In a 121 to 23 vote, with five others absent or abstaining, the state House approved twenty articles of impeachment against Paxton on grounds including bribery, obstruction of justice, and dereliction of duty. Among other things, Paxton is accused of doing favors for a top campaign donor, then firing whistleblowers in his office—four high-ranking Republican staffers—who raised legal concerns about his actions. He subsequently tried to get the state legislature to cover the cost of a $3.3 million settlement over their claims.

“Attorney General Paxton abused his office and his power for personal gain,” said Republican State Rep. David Spiller, a member of the House Committee on General Investigating. “He put the interests of himself over the laws of the state of Texas.” 

Paxton will be temporarily removed from office pending a trial in the state Senate. Texas’ legislature is one of the most conservative in the country, which makes Saturday’s vote all the more remarkable.

Paxton is best known as a staunch ally of Donald Trump who in December 2020 filed a lawsuit on behalf of the state of Texas that sought to invalidate presidential election results in Georgia, Michigan, Pennsylvania, and Wisconsin, in an attempt to overturn Joe Biden’s victory. The Supreme Court unanimously dismissed the case because Texas did not have standing to challenge the voting procedures of another state.
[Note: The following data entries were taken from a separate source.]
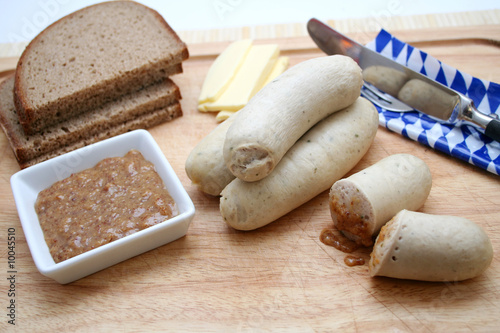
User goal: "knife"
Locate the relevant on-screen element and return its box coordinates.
[307,18,500,141]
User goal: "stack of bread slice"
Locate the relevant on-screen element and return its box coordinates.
[0,1,189,168]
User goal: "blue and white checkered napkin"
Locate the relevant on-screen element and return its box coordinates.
[366,30,500,175]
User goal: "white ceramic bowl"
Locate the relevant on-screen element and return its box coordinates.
[10,130,195,284]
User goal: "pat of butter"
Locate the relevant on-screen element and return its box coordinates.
[215,110,237,122]
[198,39,252,104]
[215,57,289,122]
[198,44,279,111]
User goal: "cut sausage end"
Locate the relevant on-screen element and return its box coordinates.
[368,210,493,282]
[228,144,275,182]
[329,179,374,246]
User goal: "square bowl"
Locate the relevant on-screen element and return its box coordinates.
[10,130,195,284]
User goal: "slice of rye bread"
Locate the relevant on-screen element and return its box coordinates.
[18,102,182,169]
[14,1,189,134]
[0,77,182,166]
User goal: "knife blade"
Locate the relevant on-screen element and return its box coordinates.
[307,18,500,141]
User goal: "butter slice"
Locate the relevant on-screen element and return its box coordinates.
[198,39,252,104]
[199,44,279,111]
[215,110,233,122]
[215,57,289,122]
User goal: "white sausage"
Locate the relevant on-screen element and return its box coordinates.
[220,97,378,230]
[329,154,432,246]
[185,115,235,196]
[224,55,362,181]
[368,210,493,281]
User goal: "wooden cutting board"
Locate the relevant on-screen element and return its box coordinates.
[0,25,500,332]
Paxton was indicted for securities fraud in 2015, shortly after being sworn into office, but has yet to be held accountable by courts or voters. After years of allegations of corruption against him, a Texas House committee unanimously recommended the impeachment charges on May 25, leading to the full House vote. Shortly before the House investigation became public, Paxton called on Speaker of the House Dade Phelan to resign, falsely accusing him of presiding over the body while drunk.

Paxton has portrayed the impeachment charges against him as an effort to overturn the will of the voters—which, as my colleague Tim Murphy wrote, is rather astonishing, considering Paxton’s attempt to overturn the 2020 election and nullify ten million votes cast for Biden in four battleground states whose voters he didn’t represent.

Paxton has managed to survive scandal after scandal by aligning himself with Trump and the far-right causes that animate his MAGA base. Before the vote, Trump wrote “Free Ken Paxton” on Truth Social and vowed to “fight” Republican lawmakers who voted for impeachment. Paxton reportedly called state legislators while they were on the House floor to threaten them with “political consequences in their next election,” said Republican State Rep. Charlie Geren, a member of the House investigative committee. But his time may have finally run out—and it was Republicans, not Democrats or the liberal media, who finally sealed his fate.

As she laid out the many charges against the attorney general—including allegations that Paxton induced a top donor to give his mistress a job in Austin so that he didn’t have to drive to San Antonio to see her—fellow committee member Ann Johnson, a Democrat from Houston, said the legislature faced a “fork in the road.” 

“Either this is going to be the beginning of the end of his criminal reign,” she said, “or God help us with the harms that will come to all Texans if he is allowed to stay the top cop.”